Un autre type de réaction fut celle de quelques « groupes forteresses ». C'est-à-dire des groupes qui avaient la réputation, non usurpée, de « bien fonctionner », à la satisfaction unanime des adhérents, des parents, des responsables locaux et régionaux. Et voilà que, brutalement, on leur disait que ce qu’ils faisaient n’était plus au goût du jour mais ringard, et qu’il fallait passer à des méthodes nouvelles ! Beaucoup refusèrent de se plier à ce qu’ils considéraient comme une hérésie et ne modifièrent en rien leurs pratiques, sauf le vocabulaire.

 

En fait nous étions devant un déficit évident de formation qui ne pouvait se combler qu’avec le temps.

 

Pour pallier cette situation chaque région aurait dû mettre en œuvre ce que j’appelle une « proposition de vente ». C’est-à-dire réunir sur un temps court, un jour ou un week-end, les responsables en activité pour leur présenter verbalement ces propositions nouvelles et répondre à leurs questions, à leurs craintes, à leurs interrogations. Ce qui a pu être publié dans les revues était bien, mais insuffisant

 

Et puis, à l’époque, nous n’étions pas les seuls à innover, même si ce n’était pas avec des motivations semblables. Certains de nos responsables étaient tentés de copier, avec plus ou moins de succès, la méthode « Raider » des Scouts de France.

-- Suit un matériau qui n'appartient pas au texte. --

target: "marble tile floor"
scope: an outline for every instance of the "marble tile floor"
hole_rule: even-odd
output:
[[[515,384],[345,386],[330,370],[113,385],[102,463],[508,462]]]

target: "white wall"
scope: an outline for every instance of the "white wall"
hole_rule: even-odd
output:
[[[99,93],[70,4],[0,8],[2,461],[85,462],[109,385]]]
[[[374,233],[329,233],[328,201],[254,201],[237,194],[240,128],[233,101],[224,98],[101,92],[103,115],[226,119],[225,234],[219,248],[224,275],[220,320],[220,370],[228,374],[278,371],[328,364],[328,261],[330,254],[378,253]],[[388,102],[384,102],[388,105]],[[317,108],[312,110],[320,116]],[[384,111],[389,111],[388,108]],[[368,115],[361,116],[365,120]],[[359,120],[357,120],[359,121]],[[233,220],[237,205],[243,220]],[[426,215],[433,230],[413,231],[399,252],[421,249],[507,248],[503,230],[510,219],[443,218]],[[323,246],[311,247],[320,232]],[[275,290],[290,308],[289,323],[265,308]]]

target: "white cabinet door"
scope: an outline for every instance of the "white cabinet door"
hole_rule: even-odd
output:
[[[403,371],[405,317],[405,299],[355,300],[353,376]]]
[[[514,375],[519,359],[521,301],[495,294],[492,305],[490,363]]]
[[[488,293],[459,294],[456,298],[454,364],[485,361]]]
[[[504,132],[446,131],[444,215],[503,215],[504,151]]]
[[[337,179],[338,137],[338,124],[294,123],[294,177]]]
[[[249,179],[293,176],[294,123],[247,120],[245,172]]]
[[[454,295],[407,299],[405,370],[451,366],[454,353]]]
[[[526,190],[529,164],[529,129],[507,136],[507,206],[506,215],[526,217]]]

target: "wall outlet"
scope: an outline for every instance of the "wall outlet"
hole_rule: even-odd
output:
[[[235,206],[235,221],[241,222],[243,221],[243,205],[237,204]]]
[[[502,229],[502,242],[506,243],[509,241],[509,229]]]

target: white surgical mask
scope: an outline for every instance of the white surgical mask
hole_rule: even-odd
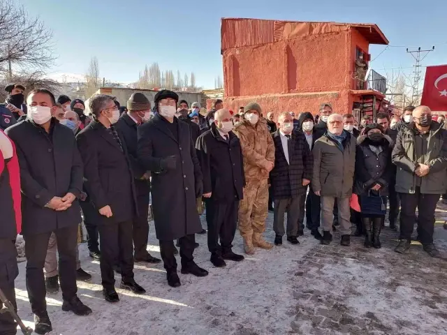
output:
[[[249,120],[249,121],[254,125],[258,123],[258,121],[259,121],[259,117],[258,116],[257,114],[254,114],[254,113],[246,114],[245,119]]]
[[[411,115],[405,115],[404,116],[404,121],[407,123],[409,124],[411,121]]]
[[[349,133],[352,132],[353,128],[354,128],[353,124],[345,124],[344,126],[343,126],[343,129],[344,129],[346,131],[349,131]]]
[[[159,108],[160,115],[164,117],[173,118],[177,113],[175,106],[160,106]]]
[[[37,124],[43,124],[51,119],[51,108],[45,106],[28,107],[28,117]]]
[[[307,121],[302,123],[302,130],[305,131],[310,131],[314,129],[314,122],[312,121]]]
[[[293,130],[293,122],[286,122],[282,125],[282,129],[285,132],[291,132]]]
[[[230,121],[223,121],[221,123],[221,127],[219,128],[219,130],[225,133],[228,134],[233,129],[233,122]]]
[[[119,119],[119,110],[113,110],[113,112],[112,114],[112,116],[110,117],[109,117],[108,119],[110,121],[110,124],[116,124],[118,121],[118,120]]]

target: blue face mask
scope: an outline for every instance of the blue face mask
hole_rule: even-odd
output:
[[[76,133],[76,131],[78,131],[78,126],[71,120],[64,119],[63,120],[59,121],[59,124],[65,126],[66,127],[68,127],[73,133]]]

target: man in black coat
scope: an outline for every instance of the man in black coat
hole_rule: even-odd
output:
[[[177,274],[173,240],[179,239],[182,273],[205,276],[193,260],[194,234],[202,230],[196,200],[202,195],[202,172],[189,126],[175,117],[176,93],[155,96],[158,113],[138,128],[138,159],[152,171],[152,206],[156,237],[168,284],[181,285]]]
[[[133,279],[132,220],[137,213],[133,175],[124,137],[113,126],[119,111],[112,98],[98,94],[90,99],[94,119],[76,139],[84,161],[85,185],[99,211],[101,275],[104,299],[117,302],[113,266],[120,261],[121,288],[136,294],[146,291]]]
[[[152,257],[147,250],[151,174],[150,172],[145,170],[137,158],[137,127],[150,119],[151,103],[142,93],[134,93],[127,101],[127,110],[128,112],[123,113],[117,122],[117,128],[124,137],[135,179],[138,215],[134,217],[132,225],[133,257],[135,262],[159,263],[161,260]]]
[[[217,267],[226,265],[224,260],[244,260],[231,250],[245,184],[240,142],[232,129],[230,111],[219,110],[211,129],[202,134],[196,144],[203,174],[208,249],[211,262]]]
[[[298,244],[299,220],[304,218],[306,188],[312,177],[313,156],[306,137],[294,130],[293,118],[284,112],[273,134],[274,168],[270,172],[274,212],[274,244],[282,244],[287,211],[287,241]]]
[[[52,329],[47,313],[43,276],[52,232],[59,244],[62,310],[80,315],[91,313],[76,295],[78,226],[81,222],[76,198],[82,188],[82,162],[73,131],[52,117],[55,104],[49,91],[31,91],[28,96],[28,118],[6,130],[16,145],[20,165],[27,290],[37,334]]]
[[[17,311],[14,281],[19,274],[15,238],[20,230],[20,177],[13,144],[1,131],[0,213],[0,289]],[[0,302],[0,309],[3,307]],[[15,335],[16,327],[17,322],[10,313],[0,313],[0,334]]]

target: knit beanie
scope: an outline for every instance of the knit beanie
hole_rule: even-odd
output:
[[[247,113],[250,110],[256,110],[256,112],[258,112],[258,113],[259,113],[260,117],[262,114],[262,110],[261,109],[261,106],[256,103],[250,103],[244,107],[244,113]]]
[[[60,103],[61,105],[64,105],[68,102],[71,102],[71,99],[68,96],[62,94],[61,96],[59,96],[59,98],[57,98],[57,103]]]
[[[84,109],[85,109],[85,104],[84,103],[84,101],[82,101],[81,99],[75,99],[73,101],[71,101],[71,103],[70,104],[70,109],[73,110],[73,109],[75,107],[75,105],[76,105],[78,103],[82,103],[82,105],[84,106]]]
[[[127,100],[129,110],[148,110],[151,109],[151,103],[142,93],[133,93]]]
[[[174,99],[176,103],[177,103],[179,100],[179,96],[177,94],[177,93],[173,92],[173,91],[169,91],[168,89],[162,89],[159,93],[157,93],[154,98],[155,105],[158,106],[159,103],[161,100],[166,99],[168,98]]]

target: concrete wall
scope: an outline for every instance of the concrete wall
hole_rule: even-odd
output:
[[[127,105],[127,100],[131,97],[132,94],[140,92],[142,93],[147,97],[151,102],[152,106],[154,105],[154,101],[155,95],[157,94],[156,91],[152,91],[149,89],[116,89],[110,87],[103,87],[98,90],[96,93],[101,94],[108,94],[117,97],[117,100],[119,102],[122,106],[126,106]],[[189,93],[189,92],[176,92],[179,95],[179,100],[186,100],[188,102],[189,106],[191,104],[198,101],[202,101],[201,93]]]

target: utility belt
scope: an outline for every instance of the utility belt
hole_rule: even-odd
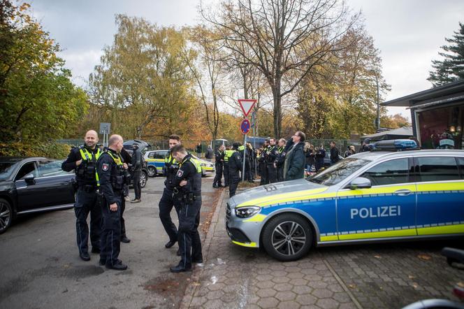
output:
[[[78,185],[78,189],[87,193],[92,193],[96,191],[96,185]]]

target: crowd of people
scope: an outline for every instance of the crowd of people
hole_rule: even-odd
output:
[[[320,171],[324,166],[326,151],[323,146],[314,146],[305,139],[305,134],[297,131],[287,141],[270,138],[259,149],[254,149],[249,143],[245,145],[234,143],[231,147],[221,145],[215,153],[216,175],[213,187],[229,186],[231,197],[235,194],[240,174],[249,182],[254,182],[257,174],[261,177],[260,185],[266,185],[303,178],[305,171]],[[97,147],[98,141],[95,131],[87,131],[84,145],[71,150],[61,168],[66,171],[74,170],[75,173],[74,210],[79,256],[84,261],[90,260],[89,236],[91,252],[99,254],[100,265],[124,271],[127,266],[118,259],[120,243],[131,240],[126,234],[123,214],[125,202],[129,200],[131,178],[135,191],[135,199],[131,202],[141,201],[139,180],[143,157],[136,144],[133,145],[132,154],[125,150],[122,137],[119,135],[110,136],[106,148]],[[180,257],[180,261],[171,267],[171,271],[179,273],[189,271],[193,264],[203,262],[198,231],[202,168],[199,161],[182,145],[179,136],[170,136],[168,145],[170,151],[164,166],[166,178],[159,204],[159,218],[169,238],[166,248],[178,243],[177,255]],[[340,151],[333,141],[330,148],[331,164],[335,164],[340,159]],[[363,150],[368,149],[363,143]],[[199,157],[201,144],[196,150]],[[354,148],[349,146],[345,157],[354,153]],[[208,147],[205,157],[211,159],[212,154],[212,150]],[[129,173],[129,168],[132,175]],[[177,215],[178,227],[171,217],[173,208]],[[87,223],[89,215],[90,229]]]
[[[323,145],[314,146],[305,142],[306,136],[298,131],[289,140],[274,138],[266,139],[259,148],[254,148],[251,143],[246,146],[235,143],[231,147],[221,145],[215,151],[216,175],[212,187],[229,187],[229,196],[235,194],[238,182],[243,179],[253,182],[255,175],[261,178],[259,185],[267,185],[284,180],[303,178],[318,173],[328,165],[337,163],[356,153],[354,145],[349,145],[340,154],[335,141],[330,143],[330,161],[326,163],[326,150]],[[369,141],[367,141],[367,143]],[[363,145],[364,150],[365,143]],[[199,148],[198,150],[199,150]],[[238,155],[232,161],[234,153]],[[245,169],[242,168],[245,160]],[[224,185],[222,177],[224,176]]]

Méthode à mon avis tout sauf démocratique, mais il ne m’appartient pas d’en juger.

 

Enfin il ne faut pas négliger la résistance naturelle au changement qui se manifeste, quel que soit le domaine, devant tout projet de réforme.

 

 

 

 

CONCLUSION ( Essai de… ! )

 

 

 

 

Pour ce que j’ai connu en région parisienne, nous n’avons pas d’idée précise, du moins moi, sur la manière dont s’est déroulée globalement la « transition démocratique ».

 

Certainement très rapidement et dans des conditions optimales d’application des méthodes nouvelles pour les unités encadrées par des responsables très compétents et bien formés. (Cappy branche verte)

 

Plus lentement pour la majorité des unités, au rythme du renouvellement des cadres et de leur passage en camp école.

 

Ceci étant, je pense qu’il faut être lucide sur la réalité du Mouvement. Si nous avions des « unités idéales » estampillées « Esprit et Méthode », avec des responsables au top, celles-ci n’étaient pas les plus nombreuses, du moins à la branche E/E en Région parisienne.

 

Plus fréquentes étaient sans doute les unités qui pratiquaient un scoutisme moins évolué, moins exigeant peut-être, avec des responsables parfois un peu « légers », mais qui n’en offraient pas moins à nos garçons (et, après le choix de la coéducation, nos filles) la possibilité d’épanouir leurs qualités dans une société démocratique et les moyens de devenir des citoyens utiles, selon le vœu du Fondateur.